Species of ribbon worm

Emplectonema neesii is a species of ribbon worm in the phylum Nemertea. It is found on the middle and lower regions of the shore, under stones and in shingle and is common round the coasts of Britain and Ireland.

==Description==
Like other ribbon worms, this species is not divided into segments but is long, thin and contractile. It is usually ten to fifteen centimetres long but can extend to thirty centimetres. The head is bluntly pointed and has a slit at the front. It bears many eyes, usually in two groups, but these are hard to see because of the worm's colouring and texture. There is an extensible proboscis above the mouth. The head is delineated by a pale streak where it joins the body. The dorsal surface of the body is rounded and brown with longitudinal streaks and a faint iridescence. The ventral surface is off white and flattened.

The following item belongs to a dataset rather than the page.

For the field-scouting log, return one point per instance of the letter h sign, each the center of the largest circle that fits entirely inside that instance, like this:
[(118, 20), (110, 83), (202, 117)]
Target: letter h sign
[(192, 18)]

==Distribution and habitat==
Emplectonema neesii is restricted to the Atlantic, Irish Sea and North Sea coasts of Europe. It occurs from Iceland to the Mediterranean Sea. It is found in the littoral zone and at a depth of up to thirty metres. It is usually beneath stones and boulders, in rock crevices and fissures, among the holdfasts of Laminaria, among the byssus threads of Mytilus colonies or on a variety of soft substrates including sand, silty-sand, shelly-gravel and shingle.

==Biology==
When disturbed, this worm tends to curl up, writhe and wriggle. Movement is performed by small waves of muscular contraction that flow along the body from tail to head. Several waves may occur simultaneously and the worm glides forward slowly and smoothly, the swellings running evenly along the body. It is carnivorous, being both a predator and a scavenger.